Wynn Resorts has settled a pair of class action lawsuits with current and former table game dealers at Wynn Las Vegas and Encore. The lawsuits, which date back to 2013 and 2018, claim that the company unjustly took a share of the dealers’ tips.
In the settlement, reached with a mediator from the 9th U.S. Circuit Court of Appeals, Wynn has agreed to pay the approximately 1,000 dealers part of $5.6 million. $1.4 million will go to attorney fees, $10,000 will be used to pay settlement administrator fees, and $10,000 to the plaintiffs of the original lawsuits, Joseph Cesarz and Quy Ngoc Tang. With the remaining funds, each of the dealers in the class action will get a bit over $4,100. The dealers can reject the offer and file their own suits if they choose.

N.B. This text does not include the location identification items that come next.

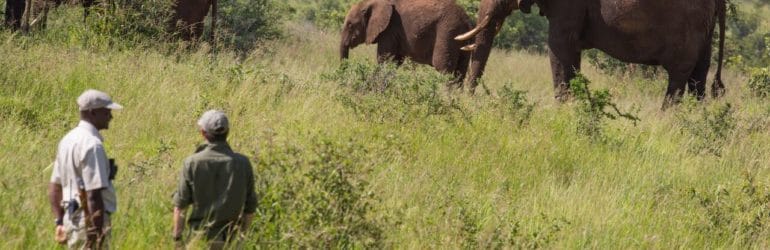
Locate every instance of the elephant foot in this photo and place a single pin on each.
(718, 88)
(562, 94)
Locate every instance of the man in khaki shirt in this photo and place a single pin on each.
(82, 167)
(218, 183)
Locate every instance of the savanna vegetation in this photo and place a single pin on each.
(358, 155)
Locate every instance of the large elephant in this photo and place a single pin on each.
(422, 30)
(187, 20)
(14, 10)
(675, 34)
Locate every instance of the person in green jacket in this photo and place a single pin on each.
(218, 183)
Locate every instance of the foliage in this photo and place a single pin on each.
(591, 108)
(317, 196)
(709, 128)
(747, 45)
(326, 14)
(247, 22)
(515, 232)
(384, 92)
(515, 105)
(610, 65)
(129, 22)
(739, 213)
(759, 83)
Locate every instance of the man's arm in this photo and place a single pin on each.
(54, 198)
(97, 212)
(246, 221)
(178, 223)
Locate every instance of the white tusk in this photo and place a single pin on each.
(471, 47)
(474, 31)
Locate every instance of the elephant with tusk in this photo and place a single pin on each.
(675, 34)
(422, 30)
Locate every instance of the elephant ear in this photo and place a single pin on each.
(379, 19)
(526, 5)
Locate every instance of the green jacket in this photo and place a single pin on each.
(219, 184)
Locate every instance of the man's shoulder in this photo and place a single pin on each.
(78, 136)
(240, 158)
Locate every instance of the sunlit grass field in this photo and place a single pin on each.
(472, 176)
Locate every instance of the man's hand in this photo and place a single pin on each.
(61, 235)
(178, 226)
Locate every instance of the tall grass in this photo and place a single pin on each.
(506, 169)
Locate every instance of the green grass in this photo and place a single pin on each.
(476, 179)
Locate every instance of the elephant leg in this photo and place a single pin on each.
(461, 69)
(565, 61)
(387, 52)
(446, 62)
(676, 87)
(197, 30)
(696, 84)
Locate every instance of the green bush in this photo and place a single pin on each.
(738, 213)
(759, 83)
(247, 22)
(326, 14)
(316, 196)
(591, 114)
(514, 105)
(709, 128)
(747, 45)
(384, 92)
(130, 22)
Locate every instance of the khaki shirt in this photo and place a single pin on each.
(219, 184)
(82, 162)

U.S. District Judge Andrew Gordon signed the settlement order, which read:
The court finds the proposed settlement is a fair and reasonable resolution of a bona fide dispute arising under the Fair Labor Standards Act for those collective action members, all of whom are current or former employees of (the) defendant, that elect to participate in such settlement.
The dispute goes back to a policy implemented in 2006 by former CEO Steve Wynn. Wynn replaced the position of both pit boss and floor supervisor with a role called a “team lead.” At the same time, he required that dealers share 12 percent of their tips with these team leads because – get this – he believed the dealers had been getting tipped so generously that he feared they wouldn’t be motivated to move up the ranks.

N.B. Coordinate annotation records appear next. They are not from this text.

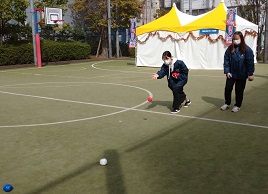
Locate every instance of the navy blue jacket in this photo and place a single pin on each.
(238, 64)
(181, 80)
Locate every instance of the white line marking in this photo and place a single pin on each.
(78, 102)
(124, 109)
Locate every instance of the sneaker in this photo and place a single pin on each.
(235, 109)
(175, 110)
(225, 106)
(187, 103)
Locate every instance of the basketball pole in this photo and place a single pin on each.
(33, 31)
(109, 29)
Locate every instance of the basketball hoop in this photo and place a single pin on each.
(59, 22)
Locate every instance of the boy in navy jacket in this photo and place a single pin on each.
(177, 76)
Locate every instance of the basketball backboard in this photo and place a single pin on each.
(53, 15)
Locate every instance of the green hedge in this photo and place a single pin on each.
(51, 51)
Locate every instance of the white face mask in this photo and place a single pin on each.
(237, 42)
(166, 62)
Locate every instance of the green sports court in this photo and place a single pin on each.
(58, 121)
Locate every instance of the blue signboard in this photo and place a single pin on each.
(208, 31)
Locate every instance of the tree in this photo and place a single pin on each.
(92, 15)
(12, 9)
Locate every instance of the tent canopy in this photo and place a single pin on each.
(177, 21)
(180, 34)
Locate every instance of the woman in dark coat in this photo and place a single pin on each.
(238, 67)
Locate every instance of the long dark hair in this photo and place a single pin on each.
(242, 45)
(166, 54)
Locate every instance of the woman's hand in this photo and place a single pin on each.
(251, 78)
(155, 76)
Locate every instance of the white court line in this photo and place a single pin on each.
(79, 102)
(124, 110)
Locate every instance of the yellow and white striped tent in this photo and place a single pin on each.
(179, 33)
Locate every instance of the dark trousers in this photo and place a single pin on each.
(178, 97)
(240, 85)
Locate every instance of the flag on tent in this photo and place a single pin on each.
(132, 41)
(230, 25)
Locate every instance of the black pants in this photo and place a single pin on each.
(178, 97)
(240, 85)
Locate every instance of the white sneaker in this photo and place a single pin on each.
(225, 106)
(235, 109)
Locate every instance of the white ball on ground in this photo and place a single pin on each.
(103, 161)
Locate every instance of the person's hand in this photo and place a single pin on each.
(228, 75)
(155, 76)
(251, 78)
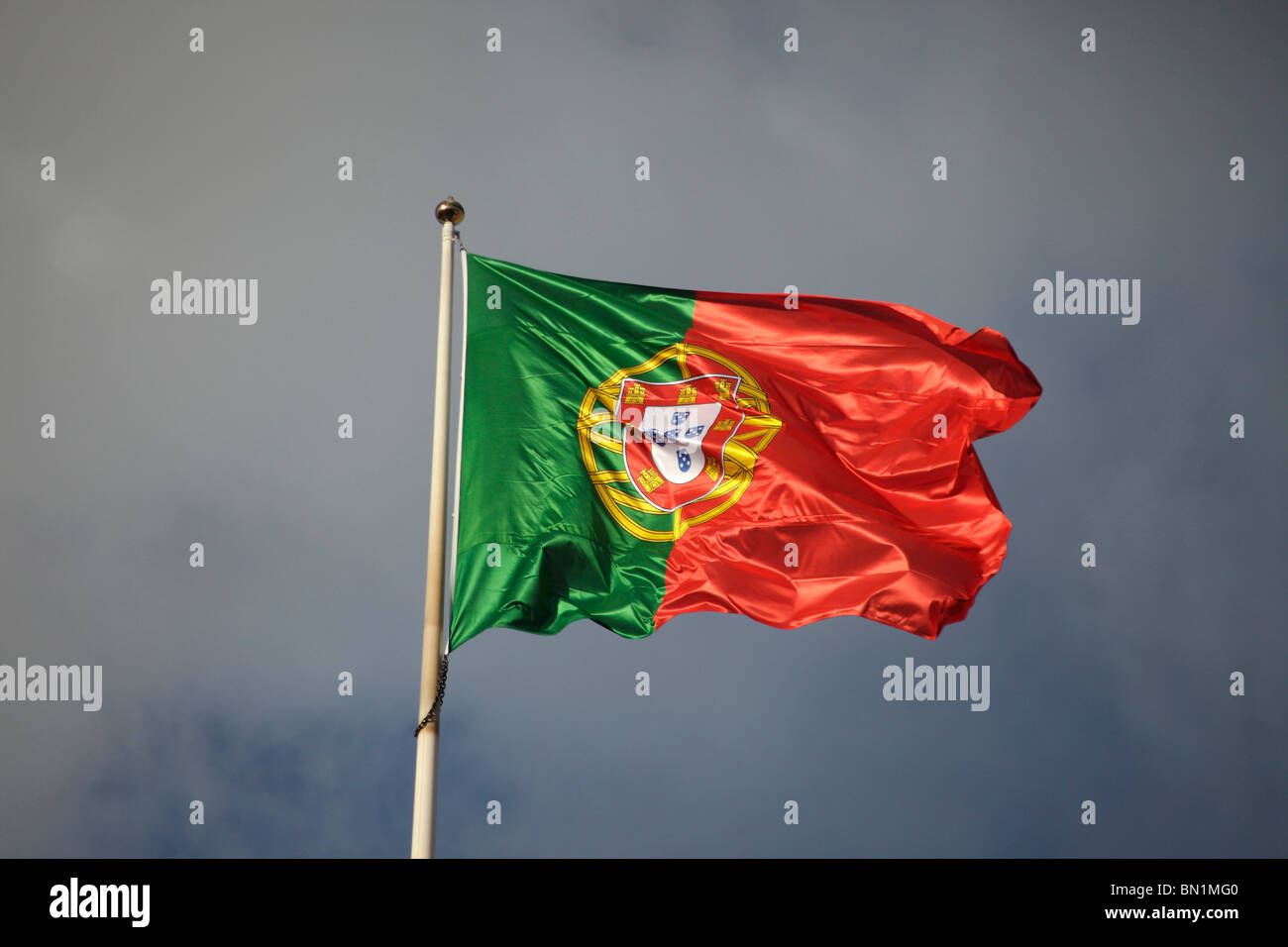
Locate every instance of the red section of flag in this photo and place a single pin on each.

Supervisors are not permitted to share in the tip pool, but Wynn Resorts argued that team leads are not supervisors, as they can’t discipline dealers, don’t set dealer schedules, and don’t have any control over pay.
The dealers were looking to be reimbursed for as much as $50 million in lost tips. In 2018, one dealer estimated that she lost $100,000 in tips to the team leads.

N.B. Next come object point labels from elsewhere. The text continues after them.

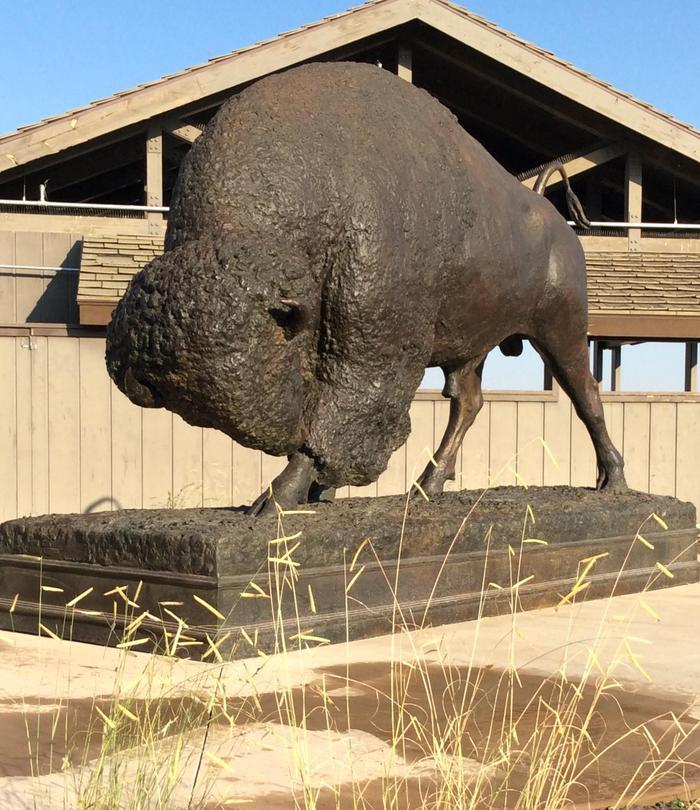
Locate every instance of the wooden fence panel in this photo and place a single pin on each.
(24, 349)
(157, 465)
(127, 456)
(557, 437)
(8, 281)
(688, 452)
(662, 448)
(636, 444)
(39, 408)
(64, 425)
(30, 283)
(187, 464)
(95, 429)
(504, 443)
(217, 469)
(475, 451)
(8, 431)
(530, 461)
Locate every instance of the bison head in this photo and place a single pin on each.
(203, 331)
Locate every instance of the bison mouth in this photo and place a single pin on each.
(140, 393)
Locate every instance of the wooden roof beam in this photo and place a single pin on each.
(584, 163)
(504, 86)
(180, 130)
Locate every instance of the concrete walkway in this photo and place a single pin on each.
(52, 690)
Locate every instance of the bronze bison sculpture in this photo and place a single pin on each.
(333, 232)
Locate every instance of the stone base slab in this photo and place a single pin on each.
(335, 575)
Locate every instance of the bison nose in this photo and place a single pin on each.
(137, 392)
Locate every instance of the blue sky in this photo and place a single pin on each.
(59, 55)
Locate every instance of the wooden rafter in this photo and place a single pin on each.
(180, 130)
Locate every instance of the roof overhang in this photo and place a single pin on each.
(166, 95)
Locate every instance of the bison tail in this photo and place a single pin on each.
(572, 201)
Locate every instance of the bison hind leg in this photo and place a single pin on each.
(565, 350)
(463, 388)
(289, 489)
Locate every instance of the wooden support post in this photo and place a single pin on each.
(633, 198)
(691, 366)
(615, 368)
(405, 62)
(598, 360)
(154, 176)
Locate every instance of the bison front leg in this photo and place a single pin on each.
(288, 490)
(463, 387)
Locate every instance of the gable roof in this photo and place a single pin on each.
(222, 73)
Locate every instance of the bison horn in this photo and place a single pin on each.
(293, 317)
(138, 393)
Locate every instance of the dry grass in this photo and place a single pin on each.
(149, 747)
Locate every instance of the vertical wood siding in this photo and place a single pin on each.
(71, 442)
(38, 295)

CEO Matt Maddox, who took over after Steve Wynn was dismissed in 2018, tried to appease the dealers by giving them a $2 per hour raise. It was their first raise in about ten years. The extra $4,000 or so a year is nice, but it did not stop the lawsuits.
That said, Wynn Resorts spokesman Michael Weaver e-mailed the Las Vegas Review-Journal Tuesday, saying, “We are pleased that all of the parties worked cooperatively to reach a resolution and bring this matter to an amiable conclusion.”